In their time the towers looked down on no fewer than 77 FA Cup finals, the Olympic games of 1948, Live Aid, concerts by the likes of Queen, Wham! And The Spice Girls, not to mention Evel Knievel’s attempt to jump over 13 London buses in front of a crowd of over 80,000.

As the towers were originally built as short-term structures, and only designed to “resemble masonry," several alterations were required over the years to preserve them while in 1976 the structures were granted Grade II listed status such was their popularity. So when it was announced that the Twin Towers would be demolished to make way for the new 90,000 capacity stadium there was outrage among football fans and architectural enthusiasts alike.

English Heritage responded critically to the plans, writing to Brent London Borough Council and stating that they expected the Twin Towers to be preserved while agreeing they would not object to the rest of the stadium being demolished. Astonishingly, Minister for Sport at the time, Tony Banks, dismissed the towers as merely, "concrete blocks," as experts claimed that it would be impractical to move them due to the fact that they would crumble easily, making it impossible for them to be dismantled and reassembled somewhere else.

Brent Borough Council stated that they would not approve any new stadium that did not include the "iconic" Twin Towers and would only grant planning permission on the understanding that they would be preserved in one form or another. But despite a number of consultations the final designs for the new stadium reverted to the originals without the Twin Towers and when English Heritage withdrew their objections, it paved the way for one of the most iconic structures in the sporting world to be razed to the ground.
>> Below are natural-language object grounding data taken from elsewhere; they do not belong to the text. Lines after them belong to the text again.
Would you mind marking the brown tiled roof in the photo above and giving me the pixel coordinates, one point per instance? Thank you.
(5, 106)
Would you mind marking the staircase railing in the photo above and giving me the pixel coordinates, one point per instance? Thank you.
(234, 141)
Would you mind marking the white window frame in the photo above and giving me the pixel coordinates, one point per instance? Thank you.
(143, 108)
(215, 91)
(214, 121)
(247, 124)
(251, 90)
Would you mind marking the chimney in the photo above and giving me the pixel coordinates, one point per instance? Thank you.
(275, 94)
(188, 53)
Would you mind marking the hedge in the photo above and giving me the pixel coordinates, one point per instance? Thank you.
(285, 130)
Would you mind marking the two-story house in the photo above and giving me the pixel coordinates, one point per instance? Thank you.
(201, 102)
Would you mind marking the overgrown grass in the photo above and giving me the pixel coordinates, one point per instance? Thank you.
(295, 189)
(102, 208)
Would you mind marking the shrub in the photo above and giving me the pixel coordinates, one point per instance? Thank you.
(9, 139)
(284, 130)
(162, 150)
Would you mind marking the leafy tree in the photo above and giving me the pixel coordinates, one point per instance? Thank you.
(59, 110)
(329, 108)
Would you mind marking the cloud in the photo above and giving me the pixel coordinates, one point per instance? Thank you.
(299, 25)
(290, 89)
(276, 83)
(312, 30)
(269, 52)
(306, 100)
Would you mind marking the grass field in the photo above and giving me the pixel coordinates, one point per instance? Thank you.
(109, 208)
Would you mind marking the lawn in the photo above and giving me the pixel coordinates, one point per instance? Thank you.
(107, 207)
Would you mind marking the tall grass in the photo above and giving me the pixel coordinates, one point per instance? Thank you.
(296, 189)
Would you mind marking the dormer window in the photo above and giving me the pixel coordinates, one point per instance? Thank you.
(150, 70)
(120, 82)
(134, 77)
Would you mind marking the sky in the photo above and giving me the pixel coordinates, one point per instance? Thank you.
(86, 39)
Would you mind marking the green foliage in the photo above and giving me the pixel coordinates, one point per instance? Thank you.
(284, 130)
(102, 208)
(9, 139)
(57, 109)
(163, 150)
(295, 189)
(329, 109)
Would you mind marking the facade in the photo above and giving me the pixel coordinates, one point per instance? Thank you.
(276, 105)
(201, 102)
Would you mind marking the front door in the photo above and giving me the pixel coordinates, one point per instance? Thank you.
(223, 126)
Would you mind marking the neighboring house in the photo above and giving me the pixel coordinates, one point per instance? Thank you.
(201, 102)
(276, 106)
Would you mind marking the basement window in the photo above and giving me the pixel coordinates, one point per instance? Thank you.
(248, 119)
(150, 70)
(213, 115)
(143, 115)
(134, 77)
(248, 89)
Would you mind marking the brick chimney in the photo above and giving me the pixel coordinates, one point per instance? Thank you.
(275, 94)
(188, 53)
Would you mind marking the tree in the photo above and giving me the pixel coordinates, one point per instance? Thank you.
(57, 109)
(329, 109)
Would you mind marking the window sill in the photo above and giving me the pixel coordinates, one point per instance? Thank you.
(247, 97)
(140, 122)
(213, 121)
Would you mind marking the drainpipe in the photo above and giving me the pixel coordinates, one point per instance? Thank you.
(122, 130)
Demolition work began in December 2002 with the concrete crowns being removed from the top of the flagpoles before the towers were demolished in 2003 by a large excavation machine called "Goliath" which had been built in Germany especially for the task. When the newly built Wembley Stadium opened in 2007 after eight years of delays, rising costs and legal wrangles, it was seen as an arena for the next century, a template to which future stadiums would be compared rather like when the original opened on the same spot some 80 years before.
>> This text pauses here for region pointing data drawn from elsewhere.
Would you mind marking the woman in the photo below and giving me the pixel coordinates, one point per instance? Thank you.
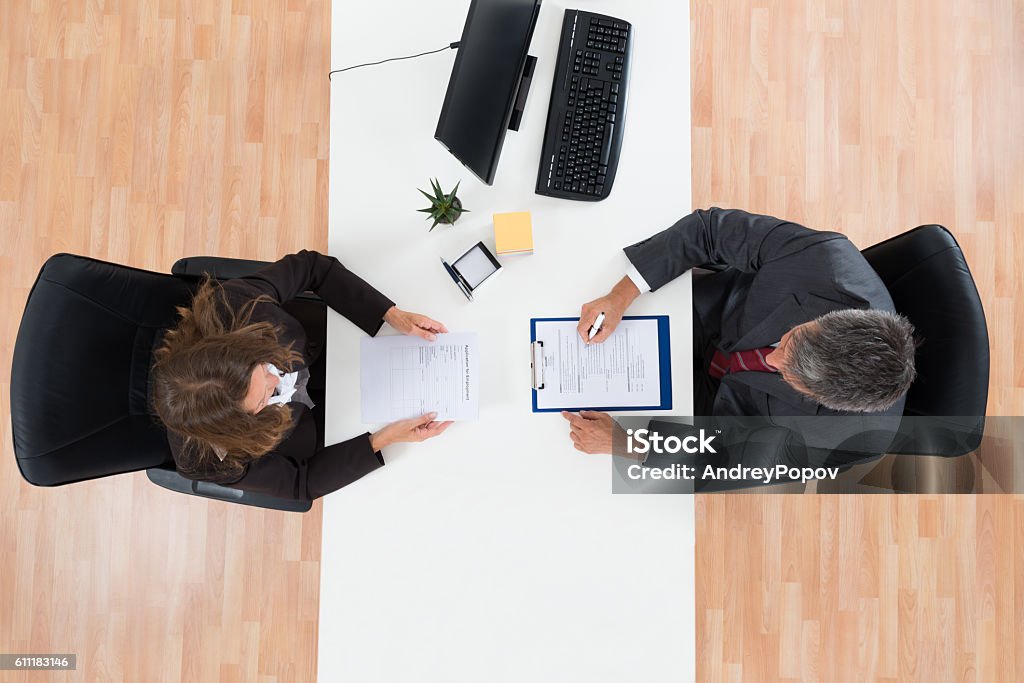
(230, 382)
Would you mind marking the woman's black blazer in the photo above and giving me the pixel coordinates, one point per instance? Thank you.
(301, 467)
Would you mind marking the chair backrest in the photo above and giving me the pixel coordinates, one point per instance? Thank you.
(80, 376)
(931, 284)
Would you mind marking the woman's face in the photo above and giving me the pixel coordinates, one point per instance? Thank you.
(261, 386)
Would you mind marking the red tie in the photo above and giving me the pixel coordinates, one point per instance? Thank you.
(738, 361)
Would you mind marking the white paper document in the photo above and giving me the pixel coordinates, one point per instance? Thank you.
(622, 372)
(406, 377)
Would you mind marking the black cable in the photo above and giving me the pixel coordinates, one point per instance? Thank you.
(450, 46)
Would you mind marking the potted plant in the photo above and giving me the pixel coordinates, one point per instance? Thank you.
(443, 208)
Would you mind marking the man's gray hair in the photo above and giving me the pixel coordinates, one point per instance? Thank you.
(857, 360)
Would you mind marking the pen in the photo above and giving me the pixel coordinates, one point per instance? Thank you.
(594, 329)
(458, 281)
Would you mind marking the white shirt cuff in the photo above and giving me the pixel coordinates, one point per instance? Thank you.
(637, 279)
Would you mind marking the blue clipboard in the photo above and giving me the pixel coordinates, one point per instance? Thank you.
(665, 364)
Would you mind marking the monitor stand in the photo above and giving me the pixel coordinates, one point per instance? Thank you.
(520, 97)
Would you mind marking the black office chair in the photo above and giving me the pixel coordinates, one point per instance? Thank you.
(80, 379)
(931, 284)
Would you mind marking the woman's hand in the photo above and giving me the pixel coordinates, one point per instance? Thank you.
(595, 432)
(409, 431)
(414, 324)
(612, 304)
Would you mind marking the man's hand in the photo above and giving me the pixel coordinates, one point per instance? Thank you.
(409, 431)
(612, 304)
(414, 324)
(594, 432)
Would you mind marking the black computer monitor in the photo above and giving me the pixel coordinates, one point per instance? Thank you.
(484, 88)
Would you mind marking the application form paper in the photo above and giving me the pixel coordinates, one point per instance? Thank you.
(624, 372)
(406, 377)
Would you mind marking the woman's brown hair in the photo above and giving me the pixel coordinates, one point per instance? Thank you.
(201, 376)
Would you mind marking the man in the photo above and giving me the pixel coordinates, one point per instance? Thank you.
(794, 322)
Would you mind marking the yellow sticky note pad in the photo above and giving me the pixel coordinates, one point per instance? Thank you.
(513, 233)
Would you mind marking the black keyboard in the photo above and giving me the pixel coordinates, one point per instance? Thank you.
(588, 103)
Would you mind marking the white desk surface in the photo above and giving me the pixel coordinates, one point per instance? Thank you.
(498, 552)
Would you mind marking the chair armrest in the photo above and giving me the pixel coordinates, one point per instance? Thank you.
(217, 267)
(173, 481)
(220, 267)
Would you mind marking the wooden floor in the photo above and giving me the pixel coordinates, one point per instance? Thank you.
(141, 130)
(868, 118)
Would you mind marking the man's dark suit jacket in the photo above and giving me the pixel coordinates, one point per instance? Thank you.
(777, 274)
(301, 467)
And although the queues for the toilets might not be as long, the views from behind the goal may be slightly less obstructed and the food choices on the concourses more on the exotic side, for the purist, the latest version of the national stadium could be accused of lacking the character and charm that made the previous incarnation so recognisable.

Like the dog track that hugged the hallowed turf, the ridiculously large dugouts, the gaping tunnel behind the goal, the most famous goal nets in the world and the famous 39 steps leading-up to the Royal Box; for generations of football fans across the globe the Twin Towers were Wembley and encapsulated everything that was magical about the most famous stadium in the world.